Can Excel Abstract This Type of Data?

October 31, 2019 at 09:34:22
Specs: Windows
I have a large 3000 page word document with data similar to what you see below for customer information.

JOHN SMITH 1 COMPUTING AVE.APT.A1 NEW YORK, NY 10001
555-5555 F01012000 S

To break this down:
[first name][last name][street address][street address 2 - apartment number or P.O. box][town][state][zip]
[number][gender][date of birth] S

Note the 'S' is something my system creates and is meaningless for this task

I need to abstract this data into an excel file that breaks down each field into a different column. Each row is a different customer. Rather than going through 3000 pages and typing all of that information one by one, I am curious if there is some way to have excel abstract this data for me. Maybe paste the data into worksheet 1 and have a VBA abstract to worksheet 2?

The end result excel sheet I need has to be set up like this:

Column A: LAST NAME
Column B: FIRST NAME
Column C: DATE OF BIRTH
Column D: GENDER
Column E: empty column. no data entered
Column F: STREET ADDRESS ROW 1
Column G: STREET ADDRESS ROW 2
Column H: CITY
Column I: STATE
Column J: ZIP
Column K: PHONE

I'm sure there is more I'll need to explain, but I hope this can at least give an idea of my need to see if Excel can abstract data in this manner. If this is not something Excel can do, does anyone have any suggestions on a program that can?

Thank you.


See More: Can Excel Abstract This Type of Data?

Reply ↓  Report •

#1
October 31, 2019 at 11:12:17
We could probably get something close,
but you would still need to edit the final result
as there are multiple variations on each section.

Is the data on Two lines as in you example:
JOHN SMITH 1 COMPUTING AVE.APT.A1 NEW YORK, NY 10001
555-5555 F01012000 S

or Three lines as in you explanation:
[first name][last name][street address][street address 2 - apartment number or P.O. box][town][state][zip]
[number][gender][date of birth] S

Will the name always be just two words John Smith or multiple words like
John A. Smith
John A. Smith Jr.
John Smith Jr.
Both with and without the punctuation?

This also applies to the street address & telephone numbers
1 North Computing Ave.
1 Computing Ave. North West

555-555-5555 (not counting the various European varieties.)

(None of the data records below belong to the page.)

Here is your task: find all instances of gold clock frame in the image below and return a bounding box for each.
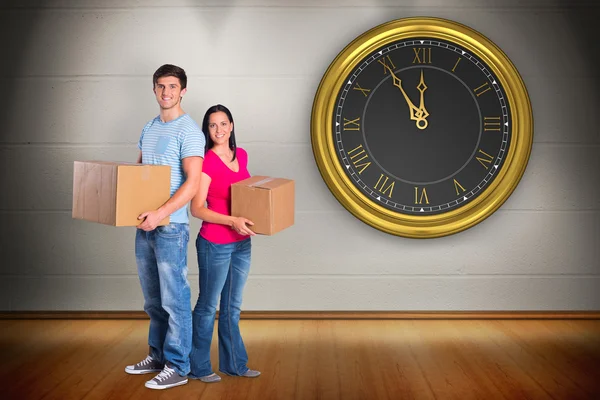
[311,17,533,238]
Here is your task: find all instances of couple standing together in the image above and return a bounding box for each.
[124,64,259,390]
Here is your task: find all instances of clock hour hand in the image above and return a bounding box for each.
[381,63,429,130]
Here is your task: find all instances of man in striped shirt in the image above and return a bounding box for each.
[124,64,205,390]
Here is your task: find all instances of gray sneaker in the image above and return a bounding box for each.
[125,355,163,375]
[242,369,261,378]
[198,373,222,383]
[220,368,261,378]
[145,364,188,390]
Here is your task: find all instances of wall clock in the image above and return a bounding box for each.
[311,17,533,238]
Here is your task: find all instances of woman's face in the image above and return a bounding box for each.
[208,111,233,146]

These are just some of the variations that can/will appear.

To begin it would probably be easier if all the data was on One line.
You should be able to do that in Word using Search & Replace.

MIKE

http://www.skeptic.com/


Reply ↓  Report •

#2
October 31, 2019 at 11:22:06
The data is on 2 lines. The 3 lines in the example is solely because the text space filled up in the post. To jump to your last point, I can go in and edit the make everything on a single line. It would take time, but not as much time as abstracting each field would.

The variations is something I did think about but wanted to give a general concept first before diving deeper into this. There can indeed be variations in the name or punctuation like you suggested. Phone numbers are all United States based, so we should only be dealing with 10 digit numbers. Another "variation" to consider is that not all of the fields are populated for each customer. For example, some may not have a phone number listed or more commonly may not have a second address line such as an apartment number.

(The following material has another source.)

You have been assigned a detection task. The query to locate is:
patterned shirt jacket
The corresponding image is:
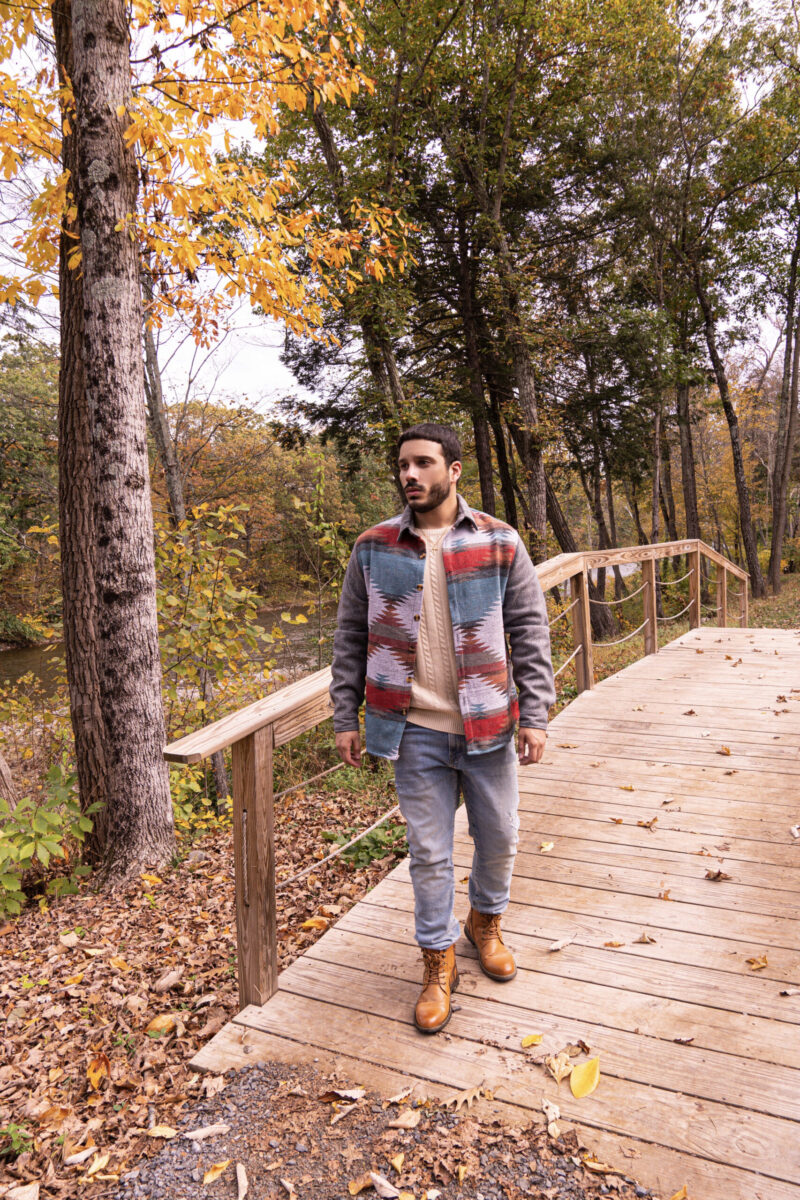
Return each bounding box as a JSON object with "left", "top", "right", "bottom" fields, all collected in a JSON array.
[{"left": 330, "top": 495, "right": 556, "bottom": 760}]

message edited by Steven4321


Reply ↓  Report •

#3
October 31, 2019 at 11:31:29
I assume that you mean "extract", not "abstract". If so, then...

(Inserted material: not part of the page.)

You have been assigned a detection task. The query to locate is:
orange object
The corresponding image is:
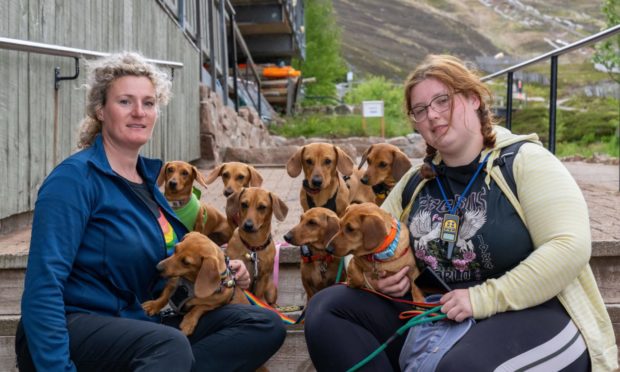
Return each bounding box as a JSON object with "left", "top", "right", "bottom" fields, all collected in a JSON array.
[{"left": 263, "top": 66, "right": 301, "bottom": 78}]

My first question is this: Where did the data in the Word document come from? If you had access to the source data, it might already be "extracted", by which I mean each piece is already in its own field.

My other question is: Can you tell if the Word doc is formatted into columns or perhaps it's Tab delimited? Knowing that might help.

Excel has a Text-To-Columns feature that can separate each string into its own column, either using a fixed width method or delimited by a character, such as a space.

In addition, there are formulas such as LEFT(), MID() and RIGHT() that can extract characters and break up a string.

Finally, It's possible that a Macro could help you accomplish your goal.

That's the good news. The bad news that always comes along with requests to split names and addresses can be illustrated with a few examples.

Are all of your names made up of just 2 words or do you have some like these:

JOHN SMITH
JOHN A. SMITH
JOHN SMITH, JR.
JOHN ALEXANDER ROBERT SMITH

Are all of your addresses made up of a number and 2 words or do you have some like these:

1 COMPUTING AVE
1 COMPUTING TECHNOLOGY AVE
122A SOUTH COMPUTING AVE
122 - 54 COMPUTING AVE N

Then of course, there are those that have an apartment (or Unit) number or letter and those that don't.

How about cities and states? One word or more?

NEW YORK, NY
ALBANY, NY

It's these inconsistencies that make it difficult to employ the above mentioned methods. Determining where a name ends and an address begins can be difficult. Take a look at the formulas found at the following site, which are used to just extract First, Last and Middle names from a cell with only names in it. The formulas are quite complicated. Imagine trying to expand those formulas to fit your needs.

http://www.cpearson.com/excel/First...

If there is anything else that you can tell us about your data, maybe we can come up with something that gets you close.

How To Post Data or Code ---> Click Here Before Posting Data or VBA Code


Reply ↓  Report •

Related Solutions

#4
October 31, 2019 at 11:31:32
I can go in and edit the make everything on a single line. It would take time

In Word,
Select Replace on the Ribbon

In the Find What box it will be either a Paragraph Mark or a Manual Page Break

Click on the More button and in the extended box select Special
In the Special list first select Paragraph Mark, that should get most of your data on one line
if needed try the Manual Page Break.
The Paragraph Mark symbol in the Find What box in ^p the Manual Page Break is ^|

In the Replace with box use a single space.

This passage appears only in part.